Lunch over, we saw some more pumps and controls, then began the drive back to the good old USA for our flight home. We approached the U.S. Border Patrol and Customs office, and were asked to produce our passports. Well, guess what none of us Americans had. A passport, as we did not know when we left that we would be crossing into another country.

Thinking this isn’t going to be a problem, I hand the officer my drivers license. Well this is a problem. A passport is needed to enter the United States she said, and I use “she” loosely, because, lets face it, women from the South are just easier on the eyes, so to speak. She got us out of the van and took us to an office, where we had to produce more identification or return to Canada until our passports could be MAILED to us, for us to enter the country. I asked again to the officer, would my valid Alabama Drivers License not be sufficient identification? To which I got a stern “No, you must have your passport to enter the country. We advertised this rule change on the radio, on billboards and TV for the last few months to let everyone know.” I replied, “Well, this just isn’t widely discussed in Alabama”.

Getting desperate, and seeing time slipping away from getting on the plane to come home, I went through my wallet searching for anything that would get me home. “Well, I’ve got a Drivers License, a Wheeler Basin Library Card, a Kroger Saver Card, and a valid Alabama Hunting and Fishing Combo License, any of that work for you?” I mean what terrorist is going to have these forms of I.D.? No, a passport only.

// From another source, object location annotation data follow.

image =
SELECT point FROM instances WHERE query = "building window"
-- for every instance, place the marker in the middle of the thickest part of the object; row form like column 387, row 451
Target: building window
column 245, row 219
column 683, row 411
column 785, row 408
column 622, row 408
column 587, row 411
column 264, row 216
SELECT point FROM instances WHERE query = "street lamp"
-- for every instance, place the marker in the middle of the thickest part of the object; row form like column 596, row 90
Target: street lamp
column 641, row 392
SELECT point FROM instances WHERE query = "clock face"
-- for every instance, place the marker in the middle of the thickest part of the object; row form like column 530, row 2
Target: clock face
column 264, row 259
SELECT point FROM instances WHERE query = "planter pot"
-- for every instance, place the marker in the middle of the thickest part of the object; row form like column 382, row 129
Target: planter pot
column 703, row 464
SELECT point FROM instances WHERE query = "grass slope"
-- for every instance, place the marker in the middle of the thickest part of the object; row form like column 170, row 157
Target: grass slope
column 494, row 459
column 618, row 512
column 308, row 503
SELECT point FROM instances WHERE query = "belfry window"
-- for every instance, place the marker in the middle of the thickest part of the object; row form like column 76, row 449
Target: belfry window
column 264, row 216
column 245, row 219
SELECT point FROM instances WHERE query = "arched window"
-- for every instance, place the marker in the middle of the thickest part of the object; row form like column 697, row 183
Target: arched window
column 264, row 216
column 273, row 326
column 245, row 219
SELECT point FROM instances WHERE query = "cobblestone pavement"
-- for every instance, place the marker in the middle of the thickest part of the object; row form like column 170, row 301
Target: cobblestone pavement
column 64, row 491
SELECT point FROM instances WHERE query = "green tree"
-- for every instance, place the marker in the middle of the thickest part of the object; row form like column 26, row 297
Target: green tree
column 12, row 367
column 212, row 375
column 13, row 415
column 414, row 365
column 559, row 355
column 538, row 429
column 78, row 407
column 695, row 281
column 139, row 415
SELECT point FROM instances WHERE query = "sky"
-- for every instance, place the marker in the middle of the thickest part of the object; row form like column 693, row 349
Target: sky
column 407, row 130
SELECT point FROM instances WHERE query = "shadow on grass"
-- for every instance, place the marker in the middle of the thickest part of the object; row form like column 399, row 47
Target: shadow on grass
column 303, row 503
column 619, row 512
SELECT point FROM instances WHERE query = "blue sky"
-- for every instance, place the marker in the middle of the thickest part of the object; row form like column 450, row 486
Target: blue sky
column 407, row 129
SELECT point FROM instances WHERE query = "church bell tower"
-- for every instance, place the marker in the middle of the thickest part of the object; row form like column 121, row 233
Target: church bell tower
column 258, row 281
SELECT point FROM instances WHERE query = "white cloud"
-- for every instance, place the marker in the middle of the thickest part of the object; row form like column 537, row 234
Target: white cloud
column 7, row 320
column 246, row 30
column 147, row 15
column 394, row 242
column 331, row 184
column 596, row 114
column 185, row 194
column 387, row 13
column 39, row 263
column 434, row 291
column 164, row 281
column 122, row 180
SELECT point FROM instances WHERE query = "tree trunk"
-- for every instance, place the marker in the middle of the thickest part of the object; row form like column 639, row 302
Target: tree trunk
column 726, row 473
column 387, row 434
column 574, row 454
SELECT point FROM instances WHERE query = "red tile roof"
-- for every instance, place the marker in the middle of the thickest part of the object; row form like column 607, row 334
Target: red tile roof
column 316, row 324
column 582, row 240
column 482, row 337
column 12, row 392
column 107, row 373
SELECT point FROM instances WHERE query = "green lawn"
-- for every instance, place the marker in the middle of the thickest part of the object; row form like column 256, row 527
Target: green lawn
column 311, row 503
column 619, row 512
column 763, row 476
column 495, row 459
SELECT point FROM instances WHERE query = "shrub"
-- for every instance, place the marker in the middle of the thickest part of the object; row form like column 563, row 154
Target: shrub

In total desperation, I said “Look ma’am, that’s all I’ve got. If these documents and our accent don’t convince you that we are Americans and rightfully belong in the USA, I’ve got a better deal. If you ever see my ass up here again, you can take that Glock 9mm out of your holster and shoot me right between the eyes.” She looked at us carefully and responded, “Welcome to the United States of America, citizens.”, and let us in. I knew that I was either going to jail in America or go back to Windsor, Canada, and both seemed about the same at the time. I never got the officer’s name, but I wanted to send her a fifth of Tennessee’s best whiskey for her discretion that day. I like to travel, but on that day in February, I just wanted to go home to Hartselle.